Submitted to: Journal of Agricultural and Food Chemistry
Publication Type: Peer reviewed journal
Publication Acceptance Date: 9/5/2010
Publication Date: 10/13/2010
Publication URL: http://hdl.handle.net/10113/47745
Citation: Anderson, J.V., Fuerst, E., Tedrow, T., Hulke, B.S., Kennedy, A.C. 2010. Activation of polyphenol oxidase in dormant wild oat caryopses by a seed-decay isolate of Fusarium avenaceum. Journal of Agricultural and Food Chemistry. 58:10597-10605. Interpretive Summary: Defense responses are one component important for persistence of dormant weed-seeds in the soil seed bank. In this study, we report on a seed-decay pathogen that induces activity of a plant defense enzyme called polyphenol oxidase in seeds of wild oat. This enzyme plays a role in converting metabolic substrates such as phenolics into antimicrobrial compounds. Our data suggests that exposure of wild oat seed to a seed-decay pathogen activates polyphenol oxidases by causing inactive forms of the enzyme to be processed into several smaller pieces that have increased activity. These smaller, activated forms of the enzyme have also have increased solubility and can more freely move out of the seeds. We propose that this defense response process plays an important role for establishing a protective barrier to pathogen attack in wild oat seeds.

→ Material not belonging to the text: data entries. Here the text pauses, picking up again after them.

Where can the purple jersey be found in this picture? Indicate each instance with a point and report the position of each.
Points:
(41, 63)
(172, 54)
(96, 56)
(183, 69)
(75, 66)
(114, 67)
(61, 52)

Technical Abstract: Incubation of dormant wild oat (Avena fatua L., isoline M73) caryopses for 1 to 3 days with Fusarium avenaceum seed-decay isolate F.a.1 induced activity of the plant defense enzyme polyphenol oxidase (PPO). Both extracts and leachates obtained from F.a.1-treated caryopses had decreased abundance of an ~57 kD antigenic PPO and increased abundance of antigenic PPOs ranging from ~52 to 14 kD, compared to extracts and leachates from untreated caryopsis. Leachates from caryopsis incubated 2 days with F.a.1 also had 5.1- and 7.5-fold more total PPO activity gfwt-1, and specific activity, respectively. Fractionation of leachate proteins by ion-exchange chromatography associated the majority of PPO activity with an ~36 kD protein from untreated caryopses, and ~36, 25, and 24 kD proteins from F.a.1-treated caryopses. Predicted peptide sequences obtained from HPLC-MS/MS analyses indicated the ~57 and 36 kD wild oat proteins had strong similarity to wheat PPO. However, the 25 and 24 kD proteins were most similar to a chitinase and oxalate oxidase, respectively. Our results suggest that F.a.1 induces activation of latent PPO near the surface of wild oat caryopsis through a mechanism involving cleavage of a C-terminal PPO peptide, and may be part of a defense response that mobilizes pathogen-defense proteins to establish a protective barrier around the caryopses.